Zur Zählung der Leukozyten mit dem Impedanzverfahren werden vorher die Erythrozyten durch Hinzufügen von Lyse-Reagenzien zerstört. Anschließend wird die Messsuspension analysiert. Das zweite Histogramm zeigt eine typische Impulshöhenverteilung weißer Blutzellen in einer Kontrollblutprobe.
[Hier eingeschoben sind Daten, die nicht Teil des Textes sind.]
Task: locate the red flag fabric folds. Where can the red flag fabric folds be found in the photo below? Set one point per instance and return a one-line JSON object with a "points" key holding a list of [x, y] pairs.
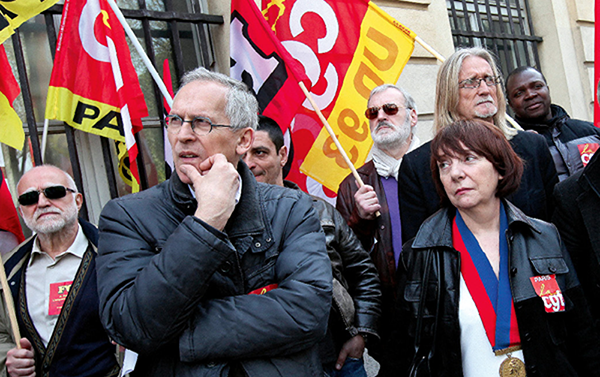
{"points": [[260, 60], [94, 86]]}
Durchlusszytometrische Zellsortierung

Blutzellen einer verdünnten Messsuspension passieren eine Kanüle, werden durch einen Mantelstrom hydrodynamisch fokussiert und treten durch eine Düse (Durchmesser 50 µm - 100 µm), so dass sich ein freier Flüssigkeitsstrahl bildet. Die Blutzellen, die einzeln  nacheinander durch die Foki mehrerer Laserstrahlen treten, können wie üblich in der Durchflusszytometrie durch die simultane Messung der Lichtstreuung in Vorwärtsrichtung und seitlicher Richtung sowie - bei Verwendung von Fluoreszenzfarbstoffen - durch die Laser-induzierte Fluoreszenz nachgewiesen werden.

Zur Sortierung einzelner Zellen wird der elektrisch leitfähige (isotone Kochsalzlösung) Flüssigkeitsstrom wie in der Abbildung dargestellt durch eine piezoelektrische Modulation aufgebrochen. Das Tröpfchen, in dem sich eine Zelle mit ausgewählten Eigenschaften befindet, wird elektrisch geladen, in einem elektrostatischen Feld abgelenkt und zur Anreicherung in Reagenzröhrchen aufgefangen. Alternativ werden die selektierten Zellen auf einen Objektträger sortiert, um anschließend mikroskopische Untersuchungen z.B. zur Identifikation der Zellen durchzuführen.